The one that sparked the inner child inside of me
Some people just trigger a part of you that you have not seen for a while. When I met Rob in Pai, Thailand it was like I knew him for ages. We could just sit all day next to each other and not even talk to each other *without the akward silences. And there where days that we could laugh forever. We would make fun of each other and didn’t really care, because I believe we were too people being their authentic selves without any walls. Btw Rob Marley is Rob Marley because we could sing Bob Marley songs everywhere we go. It was like my inner child said hello to him and everything was just too real.
“We learned so much from each other. I’m sure our paths crossed that day in Pai because we had to grow a lot in a short period of time. It was like the universe already set up that soul meeting.”
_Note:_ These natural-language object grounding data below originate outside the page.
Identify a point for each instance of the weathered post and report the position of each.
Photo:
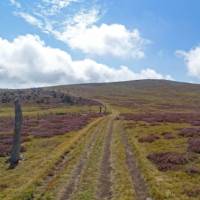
(100, 109)
(15, 152)
(105, 109)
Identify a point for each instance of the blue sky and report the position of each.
(48, 42)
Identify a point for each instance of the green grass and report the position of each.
(122, 183)
(8, 111)
(41, 156)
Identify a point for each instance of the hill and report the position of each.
(118, 141)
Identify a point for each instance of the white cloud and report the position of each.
(192, 60)
(15, 3)
(54, 6)
(30, 19)
(27, 61)
(82, 31)
(113, 39)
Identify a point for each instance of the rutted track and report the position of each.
(60, 166)
(139, 184)
(79, 168)
(105, 183)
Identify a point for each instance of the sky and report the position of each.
(52, 42)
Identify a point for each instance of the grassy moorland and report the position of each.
(147, 145)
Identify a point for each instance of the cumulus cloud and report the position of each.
(82, 31)
(30, 19)
(27, 61)
(192, 60)
(113, 39)
(15, 3)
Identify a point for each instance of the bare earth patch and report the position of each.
(149, 139)
(170, 160)
(168, 135)
(194, 145)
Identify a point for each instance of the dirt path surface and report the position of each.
(54, 172)
(79, 168)
(139, 184)
(105, 184)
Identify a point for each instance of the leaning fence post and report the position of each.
(15, 152)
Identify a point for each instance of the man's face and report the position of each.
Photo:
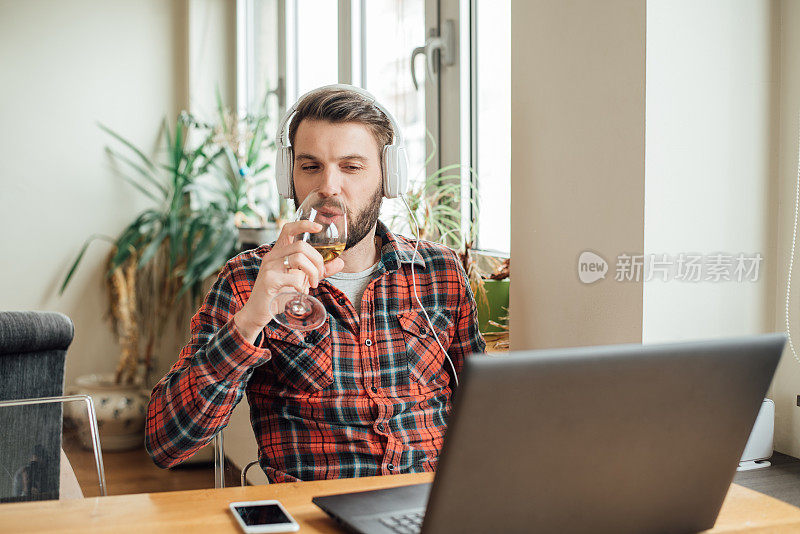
(341, 159)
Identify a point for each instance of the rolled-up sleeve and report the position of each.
(195, 399)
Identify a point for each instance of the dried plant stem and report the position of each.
(122, 304)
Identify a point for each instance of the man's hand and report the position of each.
(306, 270)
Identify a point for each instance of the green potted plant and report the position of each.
(246, 152)
(436, 203)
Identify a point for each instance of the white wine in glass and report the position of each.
(296, 310)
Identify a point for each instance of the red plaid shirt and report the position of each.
(362, 395)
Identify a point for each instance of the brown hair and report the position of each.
(341, 105)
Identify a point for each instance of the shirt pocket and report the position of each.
(302, 360)
(425, 357)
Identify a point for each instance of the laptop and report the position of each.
(625, 438)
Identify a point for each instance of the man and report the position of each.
(369, 392)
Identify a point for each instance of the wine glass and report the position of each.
(294, 309)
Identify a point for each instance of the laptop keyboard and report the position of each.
(410, 523)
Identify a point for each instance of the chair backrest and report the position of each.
(33, 347)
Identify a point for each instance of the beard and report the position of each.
(361, 223)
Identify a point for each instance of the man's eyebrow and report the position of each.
(304, 156)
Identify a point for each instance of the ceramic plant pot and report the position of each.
(120, 408)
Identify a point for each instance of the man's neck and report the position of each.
(362, 255)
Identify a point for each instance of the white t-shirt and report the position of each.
(353, 284)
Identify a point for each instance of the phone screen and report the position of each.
(262, 514)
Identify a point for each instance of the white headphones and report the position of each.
(394, 161)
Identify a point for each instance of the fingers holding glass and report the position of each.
(327, 235)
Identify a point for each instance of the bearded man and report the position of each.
(369, 392)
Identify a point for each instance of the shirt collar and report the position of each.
(396, 250)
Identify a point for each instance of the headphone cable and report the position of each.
(414, 285)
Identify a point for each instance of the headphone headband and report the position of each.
(282, 139)
(394, 161)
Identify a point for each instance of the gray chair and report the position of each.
(33, 347)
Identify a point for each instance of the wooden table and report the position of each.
(207, 510)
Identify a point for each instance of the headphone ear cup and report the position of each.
(283, 171)
(395, 171)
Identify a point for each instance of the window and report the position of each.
(295, 45)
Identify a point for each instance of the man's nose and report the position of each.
(331, 181)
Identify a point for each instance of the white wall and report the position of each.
(786, 385)
(711, 90)
(577, 168)
(67, 66)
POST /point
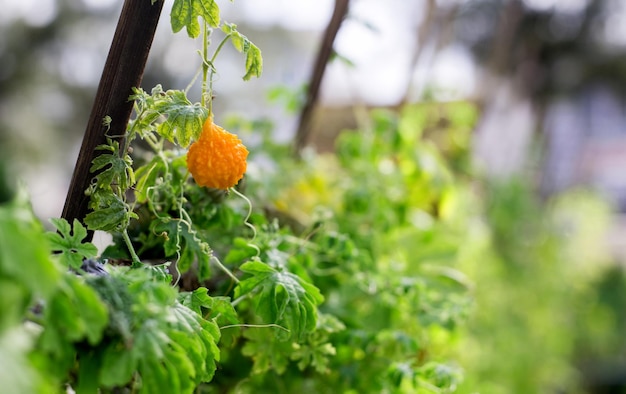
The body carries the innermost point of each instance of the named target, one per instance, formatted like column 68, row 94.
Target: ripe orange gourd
column 218, row 158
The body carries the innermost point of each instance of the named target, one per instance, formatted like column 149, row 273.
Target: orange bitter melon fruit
column 218, row 158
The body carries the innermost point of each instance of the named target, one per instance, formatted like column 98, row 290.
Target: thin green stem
column 131, row 249
column 246, row 221
column 272, row 325
column 205, row 64
column 223, row 268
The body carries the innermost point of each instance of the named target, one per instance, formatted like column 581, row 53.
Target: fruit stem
column 205, row 65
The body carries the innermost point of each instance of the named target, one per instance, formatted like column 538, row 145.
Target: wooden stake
column 123, row 70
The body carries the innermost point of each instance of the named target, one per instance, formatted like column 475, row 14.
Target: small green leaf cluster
column 185, row 13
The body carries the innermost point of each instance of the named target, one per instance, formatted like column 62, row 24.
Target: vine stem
column 246, row 221
column 205, row 65
column 131, row 249
column 255, row 326
column 223, row 268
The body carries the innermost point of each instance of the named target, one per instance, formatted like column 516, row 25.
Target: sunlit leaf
column 254, row 60
column 70, row 244
column 184, row 119
column 281, row 298
column 185, row 13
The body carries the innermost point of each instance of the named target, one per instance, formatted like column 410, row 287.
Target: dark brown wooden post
column 123, row 70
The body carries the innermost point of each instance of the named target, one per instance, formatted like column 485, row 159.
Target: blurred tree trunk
column 324, row 54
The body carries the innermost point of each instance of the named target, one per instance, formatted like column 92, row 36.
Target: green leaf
column 254, row 60
column 266, row 352
column 196, row 300
column 113, row 169
column 70, row 244
column 88, row 373
column 281, row 298
column 110, row 213
column 185, row 13
column 118, row 365
column 184, row 119
column 254, row 63
column 24, row 253
column 182, row 240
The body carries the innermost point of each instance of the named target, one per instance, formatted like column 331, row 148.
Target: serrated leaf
column 281, row 298
column 181, row 239
column 185, row 13
column 184, row 119
column 70, row 244
column 254, row 60
column 196, row 299
column 254, row 63
column 24, row 252
column 110, row 213
column 114, row 168
column 266, row 352
column 118, row 365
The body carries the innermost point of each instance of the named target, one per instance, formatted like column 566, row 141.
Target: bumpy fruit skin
column 218, row 158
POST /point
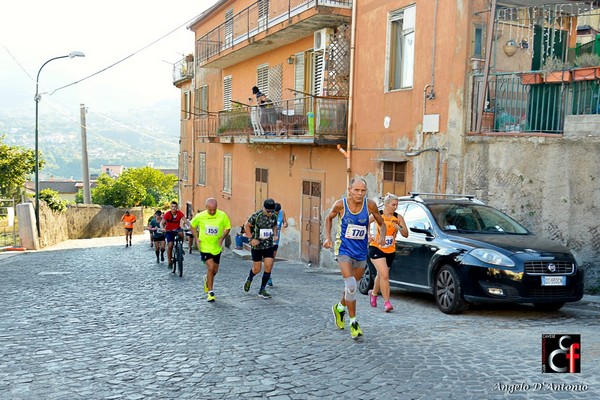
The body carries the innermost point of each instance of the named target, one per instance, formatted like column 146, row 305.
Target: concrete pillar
column 27, row 226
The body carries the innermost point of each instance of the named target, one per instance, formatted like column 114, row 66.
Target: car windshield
column 474, row 218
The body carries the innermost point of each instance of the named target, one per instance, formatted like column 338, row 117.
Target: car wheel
column 448, row 291
column 368, row 279
column 549, row 306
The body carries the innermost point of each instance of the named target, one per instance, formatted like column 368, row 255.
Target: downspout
column 486, row 66
column 349, row 139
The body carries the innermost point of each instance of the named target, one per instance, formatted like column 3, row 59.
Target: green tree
column 157, row 184
column 16, row 163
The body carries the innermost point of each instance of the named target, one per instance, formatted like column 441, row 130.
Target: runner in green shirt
column 210, row 228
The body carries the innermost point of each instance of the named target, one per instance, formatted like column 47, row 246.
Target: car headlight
column 492, row 257
column 577, row 257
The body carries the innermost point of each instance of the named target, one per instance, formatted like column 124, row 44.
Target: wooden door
column 311, row 222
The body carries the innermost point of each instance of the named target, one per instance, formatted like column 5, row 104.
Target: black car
column 462, row 252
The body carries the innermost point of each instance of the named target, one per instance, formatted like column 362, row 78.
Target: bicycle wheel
column 179, row 258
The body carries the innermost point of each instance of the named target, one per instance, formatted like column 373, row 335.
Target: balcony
column 183, row 70
column 267, row 25
column 515, row 107
column 287, row 121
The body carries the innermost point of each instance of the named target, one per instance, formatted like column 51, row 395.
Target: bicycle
column 177, row 256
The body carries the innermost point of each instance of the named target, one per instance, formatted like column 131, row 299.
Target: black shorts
column 375, row 252
column 207, row 256
column 260, row 254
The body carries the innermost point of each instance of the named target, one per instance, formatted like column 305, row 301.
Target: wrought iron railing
column 511, row 106
column 254, row 19
column 324, row 118
column 183, row 69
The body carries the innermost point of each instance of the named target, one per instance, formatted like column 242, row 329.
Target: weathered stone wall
column 83, row 221
column 550, row 184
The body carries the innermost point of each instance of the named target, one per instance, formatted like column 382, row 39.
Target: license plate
column 554, row 280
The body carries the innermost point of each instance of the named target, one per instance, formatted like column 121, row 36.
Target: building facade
column 422, row 95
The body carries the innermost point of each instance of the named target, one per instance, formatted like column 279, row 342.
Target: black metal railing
column 512, row 106
column 253, row 20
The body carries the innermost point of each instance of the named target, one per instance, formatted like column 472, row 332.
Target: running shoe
column 388, row 306
column 372, row 299
column 355, row 330
column 339, row 316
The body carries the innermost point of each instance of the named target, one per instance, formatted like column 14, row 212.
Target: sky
column 107, row 31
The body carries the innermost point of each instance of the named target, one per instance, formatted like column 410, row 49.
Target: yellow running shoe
column 339, row 316
column 355, row 330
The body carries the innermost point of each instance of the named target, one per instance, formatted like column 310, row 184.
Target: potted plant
column 587, row 67
column 556, row 70
column 531, row 78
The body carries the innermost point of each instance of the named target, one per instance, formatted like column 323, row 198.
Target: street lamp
column 37, row 99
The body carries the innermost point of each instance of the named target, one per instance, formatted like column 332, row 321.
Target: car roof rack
column 417, row 196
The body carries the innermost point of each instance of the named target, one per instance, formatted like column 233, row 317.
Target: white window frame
column 202, row 168
column 401, row 27
column 227, row 92
column 227, row 172
column 262, row 78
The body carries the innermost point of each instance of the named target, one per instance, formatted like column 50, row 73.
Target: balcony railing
column 184, row 69
column 253, row 20
column 512, row 106
column 322, row 119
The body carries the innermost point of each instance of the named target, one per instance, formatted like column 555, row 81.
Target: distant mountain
column 132, row 138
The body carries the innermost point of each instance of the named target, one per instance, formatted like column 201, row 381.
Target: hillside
column 131, row 138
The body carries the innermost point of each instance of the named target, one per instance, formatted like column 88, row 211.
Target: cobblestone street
column 92, row 319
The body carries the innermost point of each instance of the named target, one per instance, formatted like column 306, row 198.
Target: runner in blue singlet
column 351, row 246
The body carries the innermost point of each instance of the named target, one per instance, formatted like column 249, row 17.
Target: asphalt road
column 91, row 319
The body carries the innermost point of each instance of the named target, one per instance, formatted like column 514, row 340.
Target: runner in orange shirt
column 128, row 221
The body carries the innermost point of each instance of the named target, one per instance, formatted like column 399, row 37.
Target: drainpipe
column 350, row 131
column 486, row 66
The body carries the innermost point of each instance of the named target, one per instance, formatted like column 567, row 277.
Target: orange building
column 390, row 91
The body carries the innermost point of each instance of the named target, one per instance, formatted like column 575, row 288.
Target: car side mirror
column 419, row 227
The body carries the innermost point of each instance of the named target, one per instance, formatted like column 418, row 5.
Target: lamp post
column 37, row 99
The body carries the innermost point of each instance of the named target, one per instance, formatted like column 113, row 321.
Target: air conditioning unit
column 322, row 38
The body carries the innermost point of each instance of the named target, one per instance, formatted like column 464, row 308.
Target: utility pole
column 86, row 172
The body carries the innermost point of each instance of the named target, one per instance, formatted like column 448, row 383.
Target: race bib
column 389, row 240
column 355, row 232
column 265, row 233
column 211, row 230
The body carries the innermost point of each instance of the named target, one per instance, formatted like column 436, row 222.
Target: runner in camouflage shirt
column 261, row 229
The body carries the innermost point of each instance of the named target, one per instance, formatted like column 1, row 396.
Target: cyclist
column 261, row 229
column 173, row 223
column 158, row 235
column 210, row 227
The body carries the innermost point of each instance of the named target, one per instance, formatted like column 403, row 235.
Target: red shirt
column 172, row 222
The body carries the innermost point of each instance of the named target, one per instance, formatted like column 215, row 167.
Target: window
column 401, row 48
column 478, row 42
column 228, row 29
column 394, row 174
column 202, row 168
column 202, row 100
column 184, row 165
column 186, row 105
column 227, row 93
column 262, row 78
column 227, row 173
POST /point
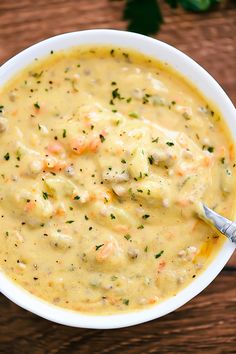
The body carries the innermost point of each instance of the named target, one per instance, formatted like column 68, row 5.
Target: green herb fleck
column 140, row 227
column 127, row 237
column 64, row 133
column 155, row 140
column 36, row 105
column 99, row 246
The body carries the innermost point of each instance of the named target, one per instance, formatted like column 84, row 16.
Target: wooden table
column 207, row 323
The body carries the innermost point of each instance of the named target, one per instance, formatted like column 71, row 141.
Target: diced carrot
column 78, row 145
column 194, row 226
column 221, row 151
column 105, row 251
column 182, row 140
column 54, row 148
column 231, row 152
column 60, row 212
column 14, row 113
column 121, row 228
column 54, row 164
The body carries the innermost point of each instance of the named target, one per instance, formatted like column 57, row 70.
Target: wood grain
column 207, row 323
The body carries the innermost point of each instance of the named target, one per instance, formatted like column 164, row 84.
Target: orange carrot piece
column 105, row 251
column 78, row 145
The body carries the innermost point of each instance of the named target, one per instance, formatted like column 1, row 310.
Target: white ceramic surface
column 210, row 89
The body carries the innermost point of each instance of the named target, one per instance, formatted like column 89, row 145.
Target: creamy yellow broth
column 104, row 157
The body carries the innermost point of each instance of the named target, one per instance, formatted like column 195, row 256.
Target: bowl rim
column 138, row 42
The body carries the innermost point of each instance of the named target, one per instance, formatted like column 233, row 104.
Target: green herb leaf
column 155, row 140
column 144, row 17
column 7, row 156
column 45, row 195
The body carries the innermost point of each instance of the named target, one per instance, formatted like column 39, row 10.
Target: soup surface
column 104, row 157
We travelled from Pai to Malaysia where my motorbike accident happened. Until this day i’m so grateful he was there when it was all happening. He took care of me like a true warrior of light. After the whole experience I realized that the two of us grew so much from that day we met. My inner child was never gone, she was always inside of me and I just needed someone like Rob Marley at that time to awaken it. I will never forget that my inner child is alive and kicking and is always traveling with me.
Souls that connect
One of the things I really love about traveling is that you can meet a lot of amazing people that you can vibe with. I have noticed that when you travel it is really easy to spot a authentic person. Vibes attracts vibes and I believe that’s just the way it works. Sometimes it’s not working because it just costs too much energy to get on the same vibrational level. It’s not good or bad, it’s just means that you have to move on and do your own thing. That is exactly why I love to travel alone because you don’t really travel alone. You are always vibrating towards other people. We are human beings always searching for some kind of connection with others. For me it is easy to travel alone because I can decide who I want to get to know better or who I better stay away from. < I had some experience with that last one, you can read it here. The other thing about it is that when you show up somewhere for the first time, it is like you come with all you have got; yourself.